Ministra do Trabalho foi condenada em ação trabalhista
TRT condenou Cristiane Brasil a pagar R$ 60 mil para ex-motorista.
A atual ministra do Trabalho, Cristiane Brasil (PTB-RJ), foi condenada em uma ação trabalhista no ano de 2016. Ela deve que pagar uma multa de R$ 60,4 mil para o motorista que trabalhava para a gestora e sua família, conforme decisão do Tribunal Regional do Trabalho da 1ª Região (TRT1) confirmada em segunda instância. A gestora foi nomeada para o cargo nessa quinta-feira (04), após a saída de Ronaldo Nogueira.
Conforme informações do TRT apuradas pelo G1, o mérito do caso já foi julgado e a parlamentar pode recorrer o TST somente em relação ao valor da indenização, que pode ser alterado.
Segundo o juízo, o funcionário trabalhava sem carteira de trabalho assinada. Assim, deveria ter ganho de causa para receber gratificações como férias, aviso prévio e gratificações natalinas.
- Foto: Luis Macedo/Câmara dos Deputados
Deputada Cristiane Brasil (PTB).
O juiz Pedro Figueiredo Waib, que condenou em primeira instância, afirmou que a carga horária do motorista era de cerca de 15h por dia, exercendo a função das 6h30 às 22h, de segunda a sexta, com uma hora de intervalo intrajornada.
Em contrapartida, Cristiane Brasil afirma que o motorista exercia apenas trabalho eventual e que "não era e nem nunca foi seu empregado". Ela o conheceu quando trabalhava na Câmara dos Vereadores e disse que tinha relação comercial, sem “exclusividade e subordinação". Em nota, disse que respeita a decisão.

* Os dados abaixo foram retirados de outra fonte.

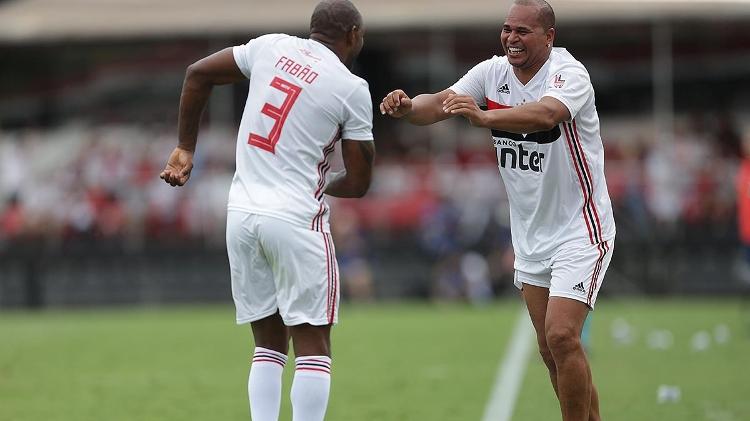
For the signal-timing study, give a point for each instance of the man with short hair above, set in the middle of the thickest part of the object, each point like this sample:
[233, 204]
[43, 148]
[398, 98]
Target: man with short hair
[541, 111]
[302, 100]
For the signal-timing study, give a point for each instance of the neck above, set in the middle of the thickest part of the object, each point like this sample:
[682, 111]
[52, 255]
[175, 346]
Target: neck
[331, 45]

Na sentença de julho de 2017, a dívida de R$ 60 mil foi abatida com penhoras e custava, à época, R$ 52 mil. Conforme o processo, Cristiane não havia comprovado o pagamento integral até o mês de outubro.
Carga horária pesada
O motorista Fernando Fernandes afirma que trabalhou entre 2012 e 2014, exclusivamente para a gestora das 6h30 às 22h. Ele levava as crianças ao médico, escola, psicólogos ou até mesmo "baladas".
Recebia R$ 1 mil em espécie e outros R$ 3 mil na conta para levar as empregadas da deputada às compras e ficar à disposição da patroa. Em um dos anos, narra, teria folgado somente aos domingos.
Ainda assim, o nome da parlamentar não consta no Banco Nacional de Devedores Trabalhistas do Tribunal Superior do Trabalho. O TRT não se pronunciou sobre o assunto. A defesa de Cristiane Brasil informou que não houve a inclusão na lista porque bens da ministra foram penhorados e o processo, já transitado em julgado, aguarda a execução de novos bens.
Outros processos
Houve outro motorista que entrou com um processo contra a gestora. Leonardo Eugêncio de Almeida Moreira. Mas dessa vez, a deputada se comprometeu a pagar R$ 14 mil, em parcelas de R$ 1 mil, além de assinar a carteira de trabalho.